Tetapi jawab Tuhan kepadaku: “Cukuplah kasih karunia-Ku bagimu, sebab justru dalam kelemahanlah kuasa-Ku menjadi sempurna.” Sebab itu terlebih suka aku bermegah atas kelemahanku, supaya kuasa Kristus turun menaungi aku.Karena itu aku senang dan rela di dalam kelemahan, di dalam siksaan, di dalam kesukaran, di dalam penganiayaan dan kesesakan oleh karena Kristus. Sebab jika aku lemah, maka aku kuat.”                                   2 Korintus12:9,10

 

Paul Tournier-seorang dokter, konselor, dan penulis berkebangsaan Swiss-dalam bukunya Creative Suffering, mengungkapkan tentang hasil survei nya dalam artikel “Orphans Lead the World” atau “Para Yatim Piatu (yang) Memimpin Dunia”. Setelah dilakukan survei atas 300-an tokoh, yang dinilai mempunyai dampak besar dalam perjalanan sejarah dunia, maka ditemukan adanya persamaan yang sangat menarik di antara tokoh-tokoh itu.Yaitu, bahwa semua mereka telah dibesarkan sebagai yatim piatu.Baik secara aktual atau pun secara emosional.Maksudnya, mempunyai pengalaman buruk di masa kanak-kanak mereka. Termasuk dalam daftar tersebut, adalah nama-nama besar seperti Alexander Agung, Julius Caesar, Maximilien Francois Marie Isidore de Robespierre, George Washington, Napoleon Bonaparte, Ratu Victoria, Golda Meir, Adolf Hitler, Vladimir Ilyich Lenin, Jozef Stalin, dan Fidel Castro.Sedangkan Tournier sendiri adalah seorang yatim piatu.
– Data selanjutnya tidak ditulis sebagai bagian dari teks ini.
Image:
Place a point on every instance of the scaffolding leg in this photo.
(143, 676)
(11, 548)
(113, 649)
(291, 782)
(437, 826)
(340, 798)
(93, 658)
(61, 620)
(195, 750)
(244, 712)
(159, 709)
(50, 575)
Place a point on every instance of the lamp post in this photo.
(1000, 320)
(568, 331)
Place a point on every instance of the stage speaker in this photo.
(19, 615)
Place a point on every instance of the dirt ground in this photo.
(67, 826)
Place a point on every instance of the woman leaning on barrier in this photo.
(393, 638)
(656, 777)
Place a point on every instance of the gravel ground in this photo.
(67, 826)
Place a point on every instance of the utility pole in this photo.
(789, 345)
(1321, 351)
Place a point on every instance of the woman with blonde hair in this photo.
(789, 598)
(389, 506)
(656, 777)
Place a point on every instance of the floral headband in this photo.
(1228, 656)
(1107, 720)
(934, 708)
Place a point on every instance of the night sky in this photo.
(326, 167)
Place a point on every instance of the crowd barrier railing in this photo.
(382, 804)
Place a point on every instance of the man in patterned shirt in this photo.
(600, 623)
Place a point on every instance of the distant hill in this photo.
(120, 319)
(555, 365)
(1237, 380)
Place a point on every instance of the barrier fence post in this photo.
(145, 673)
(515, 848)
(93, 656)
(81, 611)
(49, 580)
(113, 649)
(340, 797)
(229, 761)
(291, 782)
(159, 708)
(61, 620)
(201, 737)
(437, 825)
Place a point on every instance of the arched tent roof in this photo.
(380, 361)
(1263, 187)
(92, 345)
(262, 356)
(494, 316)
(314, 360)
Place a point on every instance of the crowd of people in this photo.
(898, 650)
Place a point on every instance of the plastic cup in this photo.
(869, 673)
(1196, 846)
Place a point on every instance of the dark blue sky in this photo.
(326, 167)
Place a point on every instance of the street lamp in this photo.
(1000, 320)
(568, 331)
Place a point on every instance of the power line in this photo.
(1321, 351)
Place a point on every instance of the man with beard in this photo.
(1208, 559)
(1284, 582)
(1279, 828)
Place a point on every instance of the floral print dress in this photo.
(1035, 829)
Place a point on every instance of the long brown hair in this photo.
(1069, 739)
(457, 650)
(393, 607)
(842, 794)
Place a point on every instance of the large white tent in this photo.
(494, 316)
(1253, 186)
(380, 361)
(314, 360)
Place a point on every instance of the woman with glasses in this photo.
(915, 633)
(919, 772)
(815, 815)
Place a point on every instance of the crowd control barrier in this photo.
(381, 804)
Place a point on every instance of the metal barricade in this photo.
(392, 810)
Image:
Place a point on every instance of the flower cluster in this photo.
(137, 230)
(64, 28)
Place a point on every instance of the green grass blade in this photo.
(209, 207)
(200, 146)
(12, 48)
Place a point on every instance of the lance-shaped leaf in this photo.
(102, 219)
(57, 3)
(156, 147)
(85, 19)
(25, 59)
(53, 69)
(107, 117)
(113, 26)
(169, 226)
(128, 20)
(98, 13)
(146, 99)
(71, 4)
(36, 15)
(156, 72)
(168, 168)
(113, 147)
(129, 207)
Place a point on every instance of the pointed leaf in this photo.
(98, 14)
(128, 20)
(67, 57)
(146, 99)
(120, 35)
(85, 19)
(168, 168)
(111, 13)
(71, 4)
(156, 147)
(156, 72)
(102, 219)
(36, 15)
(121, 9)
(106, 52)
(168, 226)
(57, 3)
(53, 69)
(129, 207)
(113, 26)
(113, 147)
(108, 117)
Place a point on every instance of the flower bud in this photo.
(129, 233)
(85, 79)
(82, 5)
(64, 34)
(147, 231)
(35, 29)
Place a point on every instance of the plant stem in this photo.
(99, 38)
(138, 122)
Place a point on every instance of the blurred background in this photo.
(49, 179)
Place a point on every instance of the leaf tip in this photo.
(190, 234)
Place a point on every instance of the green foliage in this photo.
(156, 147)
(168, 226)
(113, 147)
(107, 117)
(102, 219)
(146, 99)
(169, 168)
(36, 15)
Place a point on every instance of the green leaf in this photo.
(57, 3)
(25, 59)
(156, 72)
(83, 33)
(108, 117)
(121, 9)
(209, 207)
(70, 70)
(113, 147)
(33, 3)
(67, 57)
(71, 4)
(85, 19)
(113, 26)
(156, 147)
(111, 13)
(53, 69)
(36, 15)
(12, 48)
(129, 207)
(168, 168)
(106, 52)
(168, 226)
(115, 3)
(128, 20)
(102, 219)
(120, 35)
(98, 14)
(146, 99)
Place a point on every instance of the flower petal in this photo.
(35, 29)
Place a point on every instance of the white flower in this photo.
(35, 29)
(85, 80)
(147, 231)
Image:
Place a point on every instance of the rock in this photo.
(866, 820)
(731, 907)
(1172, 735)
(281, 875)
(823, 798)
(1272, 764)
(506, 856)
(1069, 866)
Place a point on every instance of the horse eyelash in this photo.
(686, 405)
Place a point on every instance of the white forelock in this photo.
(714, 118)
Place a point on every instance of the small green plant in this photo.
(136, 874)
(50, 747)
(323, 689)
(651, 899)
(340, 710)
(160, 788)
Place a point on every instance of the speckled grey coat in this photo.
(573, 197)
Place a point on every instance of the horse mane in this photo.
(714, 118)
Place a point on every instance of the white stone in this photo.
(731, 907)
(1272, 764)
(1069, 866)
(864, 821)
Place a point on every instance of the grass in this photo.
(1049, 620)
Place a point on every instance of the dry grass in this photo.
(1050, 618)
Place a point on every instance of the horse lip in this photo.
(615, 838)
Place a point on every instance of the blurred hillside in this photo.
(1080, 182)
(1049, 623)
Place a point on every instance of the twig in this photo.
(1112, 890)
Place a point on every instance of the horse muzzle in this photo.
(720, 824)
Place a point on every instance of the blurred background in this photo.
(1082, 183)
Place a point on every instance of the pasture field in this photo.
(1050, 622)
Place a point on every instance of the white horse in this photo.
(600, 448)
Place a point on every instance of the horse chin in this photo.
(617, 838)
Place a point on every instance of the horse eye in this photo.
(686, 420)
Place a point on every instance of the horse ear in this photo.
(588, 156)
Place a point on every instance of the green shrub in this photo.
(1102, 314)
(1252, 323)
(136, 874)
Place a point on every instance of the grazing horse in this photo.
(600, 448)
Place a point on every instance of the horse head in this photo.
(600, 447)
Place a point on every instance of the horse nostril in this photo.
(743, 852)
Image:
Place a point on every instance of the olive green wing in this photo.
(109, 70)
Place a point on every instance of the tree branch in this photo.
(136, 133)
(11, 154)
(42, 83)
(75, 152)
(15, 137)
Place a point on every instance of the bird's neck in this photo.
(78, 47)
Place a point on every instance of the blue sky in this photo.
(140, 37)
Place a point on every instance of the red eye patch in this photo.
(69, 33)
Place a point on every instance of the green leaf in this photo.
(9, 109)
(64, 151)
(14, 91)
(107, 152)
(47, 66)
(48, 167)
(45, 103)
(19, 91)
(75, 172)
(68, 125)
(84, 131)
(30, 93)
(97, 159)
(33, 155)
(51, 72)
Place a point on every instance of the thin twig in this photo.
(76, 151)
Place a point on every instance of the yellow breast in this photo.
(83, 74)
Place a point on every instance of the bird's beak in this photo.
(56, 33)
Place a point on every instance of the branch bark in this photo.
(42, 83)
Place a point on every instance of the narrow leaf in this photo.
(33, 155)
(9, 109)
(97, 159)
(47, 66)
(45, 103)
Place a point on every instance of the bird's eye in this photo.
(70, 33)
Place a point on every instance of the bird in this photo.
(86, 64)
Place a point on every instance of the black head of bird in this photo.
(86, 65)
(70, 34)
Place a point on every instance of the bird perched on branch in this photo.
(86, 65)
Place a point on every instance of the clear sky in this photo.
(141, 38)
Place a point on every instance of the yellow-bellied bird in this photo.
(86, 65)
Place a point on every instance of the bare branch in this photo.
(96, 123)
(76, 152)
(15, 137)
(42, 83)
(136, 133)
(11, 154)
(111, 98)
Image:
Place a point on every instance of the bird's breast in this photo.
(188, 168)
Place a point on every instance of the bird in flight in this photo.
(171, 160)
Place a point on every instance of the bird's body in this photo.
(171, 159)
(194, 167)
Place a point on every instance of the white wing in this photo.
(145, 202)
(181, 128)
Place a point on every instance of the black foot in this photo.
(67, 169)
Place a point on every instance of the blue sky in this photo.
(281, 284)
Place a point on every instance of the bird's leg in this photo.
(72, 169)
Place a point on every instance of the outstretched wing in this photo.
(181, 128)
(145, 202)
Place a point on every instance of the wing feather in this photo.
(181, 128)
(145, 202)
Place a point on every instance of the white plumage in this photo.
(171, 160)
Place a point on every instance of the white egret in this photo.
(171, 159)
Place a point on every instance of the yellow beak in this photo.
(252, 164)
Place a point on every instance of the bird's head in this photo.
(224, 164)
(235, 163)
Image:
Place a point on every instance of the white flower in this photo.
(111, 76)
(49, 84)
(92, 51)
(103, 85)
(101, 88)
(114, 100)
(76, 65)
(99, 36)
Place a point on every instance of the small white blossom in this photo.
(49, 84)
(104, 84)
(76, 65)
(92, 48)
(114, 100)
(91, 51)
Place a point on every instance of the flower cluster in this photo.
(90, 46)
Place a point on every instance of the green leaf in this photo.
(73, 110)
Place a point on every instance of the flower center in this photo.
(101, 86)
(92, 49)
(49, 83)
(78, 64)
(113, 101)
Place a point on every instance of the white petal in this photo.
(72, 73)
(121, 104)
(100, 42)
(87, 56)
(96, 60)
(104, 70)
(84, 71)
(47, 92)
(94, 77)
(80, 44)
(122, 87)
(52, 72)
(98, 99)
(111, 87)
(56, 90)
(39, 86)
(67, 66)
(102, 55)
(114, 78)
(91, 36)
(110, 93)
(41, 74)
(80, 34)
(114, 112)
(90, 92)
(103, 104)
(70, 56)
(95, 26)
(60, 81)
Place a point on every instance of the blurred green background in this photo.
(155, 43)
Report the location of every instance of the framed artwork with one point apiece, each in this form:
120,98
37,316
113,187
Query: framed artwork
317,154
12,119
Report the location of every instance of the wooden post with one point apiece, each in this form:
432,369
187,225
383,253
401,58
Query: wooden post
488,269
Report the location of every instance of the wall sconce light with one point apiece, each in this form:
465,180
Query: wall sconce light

Bahkan setelah kematian istrinya, ia berkata, ia kembali merasa sebagai yatim piatu lagi di usia tuanya. Tapi kali ini, pengalaman duka tersebut telah membawa perubahan besar baik dalam kepribadian, sikap, maupun pandangan hidupnya.Perubahan yang positif. Sebelumnya ia menilai setiap keberhasilan adalah baik sedangkan kegagalan dan segala bentuk penderitaan adalah buruk.Adalah reaksi yang normal dan wajar, bila orang menerima kesakitannya dengan rintihan, kegetiran, bahkan kegeraman. Karena itu, bila respon dan reaksi orang justru sebaliknya, tentu kita bertanya-tanya kepingin tahu. Apa sebabnya? Apa rahasianya?Sebabnya adalah, karena ketergantungan kepada Tuhan, kerendahan hati, kesederhanaan, kerjasama, ketidak-tergantungan kepada kemuliaan dunia, adalah unsur-unsur mutlak bagi spiritualitas.Dan kualitas ini tidak bisa dijumpai oleh orang-orang yang belum pernah merasakan penderitaan.Paulus telah mengajarkan pada kita bahwakesakitan dan penderitaan adalah wahana yang efektif bagi anugerah Allah.semakin kita bergantung kepada-Nya, semakin kuat Ia akan mendekap kita.(ant)

 

Doa: Tuhan mampukanku melihat anugerahMu ditiap penderitaanku.